The Florida Supreme Court has struck down a state cap on non-economic damages that may be awarded in medical malpractice lawsuits, indicating that the arbitrary limit on the amount a jury can award plaintiffs is unconstitutional and violates equal protection laws.
The Florida medical malpractice lawsuit damage caps were established in 2003, by state Republicans who claimed that there was a “malpractice crisis” in the state, which was driving up insurance premiums. The law took into account a variety of factors, such as the number of plaintiffs involved and the defendants, setting maximum amounts plaintiffs could awarded, regardless of the severity of their injuries or the actions of the defendant.

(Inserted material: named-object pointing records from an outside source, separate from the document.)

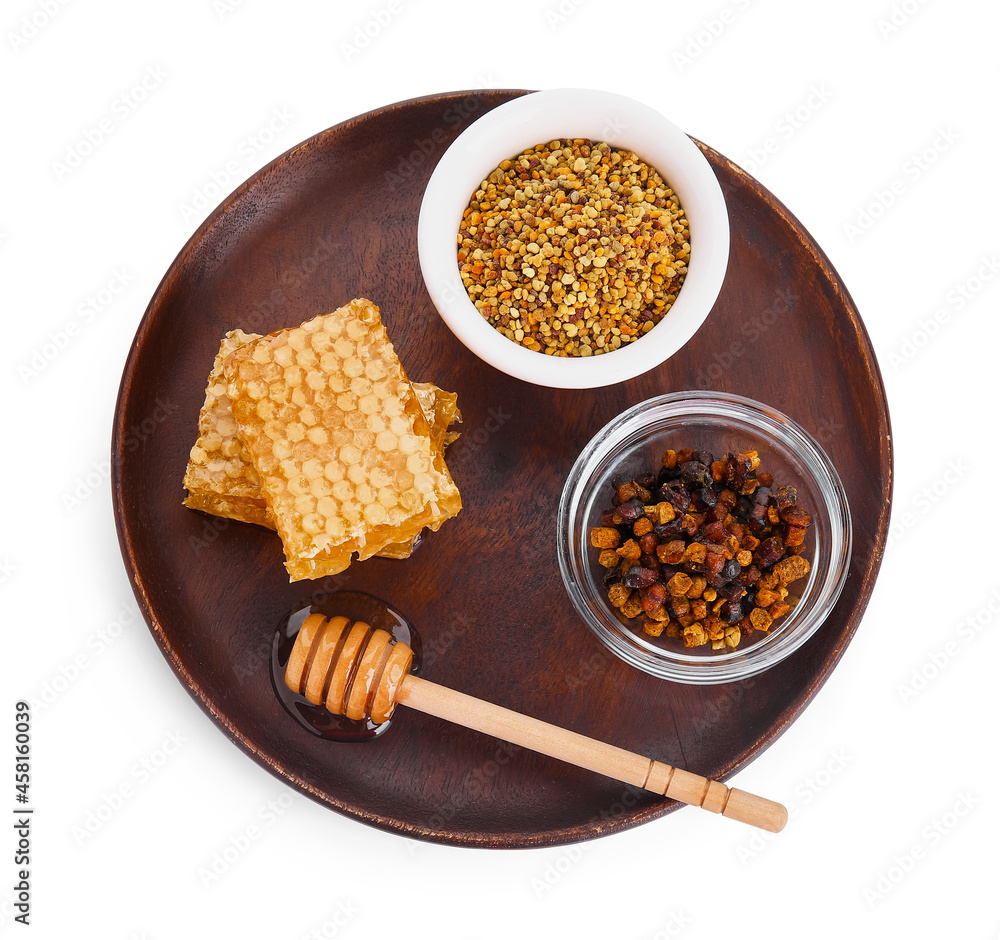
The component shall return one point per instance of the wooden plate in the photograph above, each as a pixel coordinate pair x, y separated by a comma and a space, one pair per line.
335, 218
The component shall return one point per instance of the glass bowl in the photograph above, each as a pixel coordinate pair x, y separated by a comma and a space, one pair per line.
534, 119
633, 444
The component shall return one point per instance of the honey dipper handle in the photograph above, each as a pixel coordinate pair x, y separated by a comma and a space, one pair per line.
597, 756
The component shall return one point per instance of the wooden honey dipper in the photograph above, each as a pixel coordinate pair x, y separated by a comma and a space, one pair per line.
361, 672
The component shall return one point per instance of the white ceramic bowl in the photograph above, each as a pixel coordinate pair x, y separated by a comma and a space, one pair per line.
538, 118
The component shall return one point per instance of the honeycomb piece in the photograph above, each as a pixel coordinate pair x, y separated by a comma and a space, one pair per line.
338, 439
238, 495
219, 478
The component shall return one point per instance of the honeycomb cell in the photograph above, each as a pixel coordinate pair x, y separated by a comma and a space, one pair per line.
330, 388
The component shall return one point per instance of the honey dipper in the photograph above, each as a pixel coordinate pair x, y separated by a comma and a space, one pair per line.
361, 672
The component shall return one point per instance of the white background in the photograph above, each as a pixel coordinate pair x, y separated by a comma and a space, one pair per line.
883, 117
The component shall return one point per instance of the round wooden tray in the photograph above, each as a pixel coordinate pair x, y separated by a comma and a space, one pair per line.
335, 218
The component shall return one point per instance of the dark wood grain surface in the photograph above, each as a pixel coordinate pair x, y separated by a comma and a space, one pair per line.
335, 218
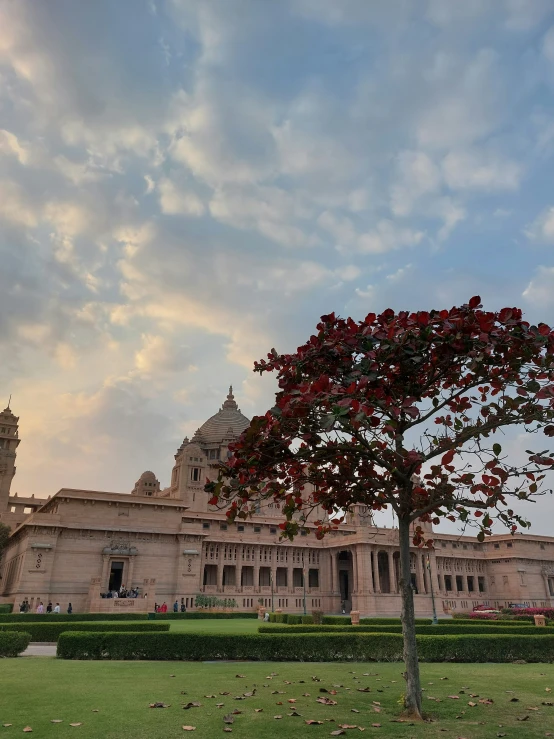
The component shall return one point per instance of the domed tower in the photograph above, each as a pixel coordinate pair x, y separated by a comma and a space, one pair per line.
147, 484
196, 460
9, 441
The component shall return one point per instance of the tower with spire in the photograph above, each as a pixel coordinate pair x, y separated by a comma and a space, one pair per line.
9, 441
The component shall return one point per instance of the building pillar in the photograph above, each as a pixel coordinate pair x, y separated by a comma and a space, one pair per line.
256, 563
105, 573
419, 575
238, 568
392, 573
220, 565
375, 570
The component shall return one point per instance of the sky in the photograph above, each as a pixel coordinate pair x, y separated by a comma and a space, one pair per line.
186, 184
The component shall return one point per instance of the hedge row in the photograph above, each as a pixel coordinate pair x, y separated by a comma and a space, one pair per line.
13, 643
71, 617
397, 629
303, 647
51, 631
201, 614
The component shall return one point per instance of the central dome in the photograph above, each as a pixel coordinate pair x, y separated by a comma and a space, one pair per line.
226, 422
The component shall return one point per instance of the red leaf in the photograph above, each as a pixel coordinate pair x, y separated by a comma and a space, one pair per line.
448, 457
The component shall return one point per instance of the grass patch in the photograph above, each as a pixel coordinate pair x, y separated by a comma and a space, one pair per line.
37, 690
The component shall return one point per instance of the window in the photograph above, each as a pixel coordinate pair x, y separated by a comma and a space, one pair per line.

Last Thursday, in a 4-3 ruling, the Florida Supreme Court upheld a lower court’s determination that the law was unconstitutional, saying the cap violated the Equal Protection Clause of the Florida Constitution. The majority also said that there was “no evidence of a continuing medical malpractice insurance crisis justifying the arbitrary and invidious discrimination between medical malpractice victims,” and said even if there was, there was no link between caps on non-economic damages and fixing such a problem.
The minority said the ruling was outside of the state’s authority, and that it should not second-guess the legislature’s decision that there was a crisis and how to handle it.
This is the second time the court has rejected Florida malpractice caps in that state. In 2014, the Florida Supreme Court struck other provisions of caps on noneconomic damages in medical malpractice cases, indicating that their existence offends the concept of justice.
The tort reform laws were passed in Florida in 2003, by then-Governor Jeb Bush, and ratified by a Republican-led state legislature, who said that the caps were necessary to keep down insurance rates and prevent doctors from fleeing the state.
Similar logic has been used to place damage caps in a number of states, but the Florida Supreme Court noted that more and more state courts are striking those malpractice caps down as anathema to equal protection laws, citing a similar ruling recently in Illinois that led to the downfall of medical malpractice caps in that state as well.
About 30 states currently have damage caps of some form, but they have been increasingly challenged in recent years.
State Supreme Courts in Illinois, Missouri and Georgia have thrown out similar damages caps in recent years, saying that the imposition of caps by the state legislatures violated the plaintiffs’ rights to a trial by jury, since the cap overrode the jury’s judgment on what the compensation for those cases should be.
California was the first state to enact a damage cap in 1975, specifically limiting the non-economic damages in medical malpractice lawsuits. According to the National Conference of State Legislatures, as of 2005 ten states capped recoveries specifically on medical malpractice cases and another 22 have caps that are not limited to medical malpractice. About a dozen states also have caps on punitive damages.